I am very happy my mother did not ask me to go and buy aunty Ejiro mineral from across the road as she normally would. I am also happy she did not offer her the last chin-chin in the house, that’s my school snack tomorrow, the one I hope to share with Adaobi- the only person who will allow me copy her maths homework. I think my mother is quite annoyed with aunty Ejiro today. I don’t even know why they are friends at all. Every time aunty Ejiro visits, she always leaves with something, sometimes even a cube of maggi.
She begins to speak, aunty Ejiro, in a voice I am all-too-familiar with. I wonder what it is she will beg for today. Her voice drops. It’s barely above a whisper. My mother is hunched forward, shaking her head slowly. I grasp only a few words. Hospital. Operation. Friday.

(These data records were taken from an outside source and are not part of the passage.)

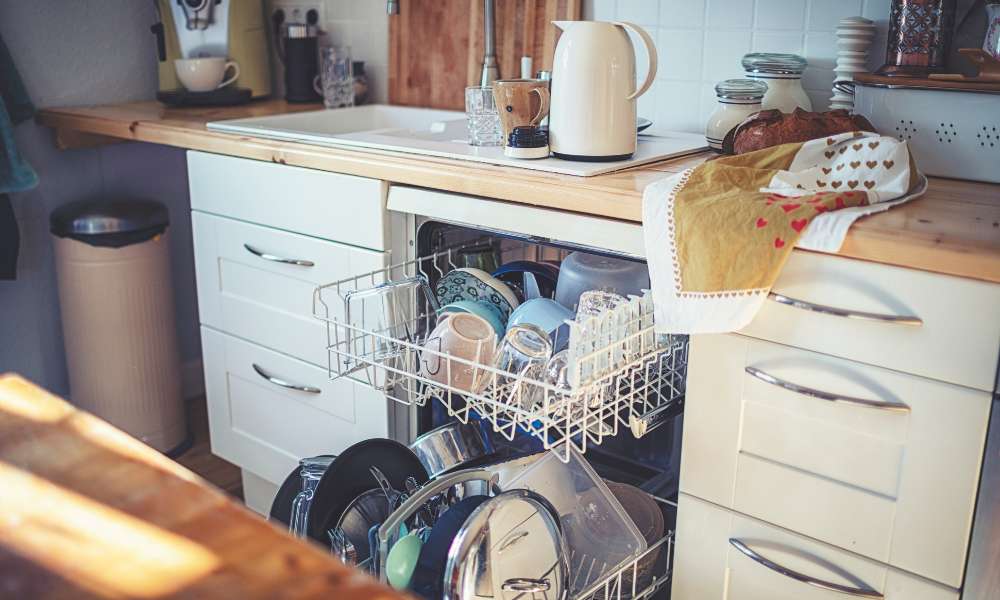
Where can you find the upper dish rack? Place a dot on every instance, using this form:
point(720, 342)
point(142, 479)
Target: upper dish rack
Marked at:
point(621, 373)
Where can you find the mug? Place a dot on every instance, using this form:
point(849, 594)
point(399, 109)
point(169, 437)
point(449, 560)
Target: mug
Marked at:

Aunty Ejiro is sick! Or maybe it is her daughter, Onome, who is sick. I know it is money she has asked for this time around. There is no money in the house, or in my mother’s bank account for that matter. I know because my mother told me. The only money there is is the one my mother has promised to buy me a new outfit with this coming weekend. It’s the outfit I plan to wear to my school’s end-of-year party, the one with which I plan to impress Adaobi and make her fall completely in love with me. I have never worn new clothes for my school parties.
My mother rises from the chair and walks towards me. I make sure not to look at her, and scribble harder into my book. That cannot be the money my mother is reaching for in her old brown bag. But it is anyway, and she pats my head on her way out of the room.
“Thank you, my sister. May you never lack. May help come your way when you need it. You and your household will never fall sick,” aunty Ejiro prays with outstretched arms. To each, my mother says a quiet Amen.
“I promise you, I go pay quick quick. Next two weeks latest,” aunty Ejiro is on her feet, smiling her ever-annoying smile. I sigh in relief. Two weeks is still in order to get my outfit and make Adaobi swoon.
Today as always, I am the one who opens the door for the messenger. Sayo is out of breath as she greets my mother. She lives next-door to aunty Ejiro.
“My mummy say make I come tell you say if you fit come, make you come now. Aunty Ejiro don die for hospital.”
“What!” my mother’s face is incredulous. Mine too. Sayo shakes her head at my mother’s questions. She does not have details of the death. She runs out of our house to continue the delivering of her message of doom.
My mother starts crying. She sits on the floor and pulls at her hair. She kicks the plate, but it is the empty one I used to cover her food. Her half-gone meal waits patiently on the low stool. “God why?” she asks. Her tears are flowing unhindered. I didn’t know aunty Ejiro meant a lot to her.
I am crying too, for aunty Ejiro and her family, and the new clothes I will not have.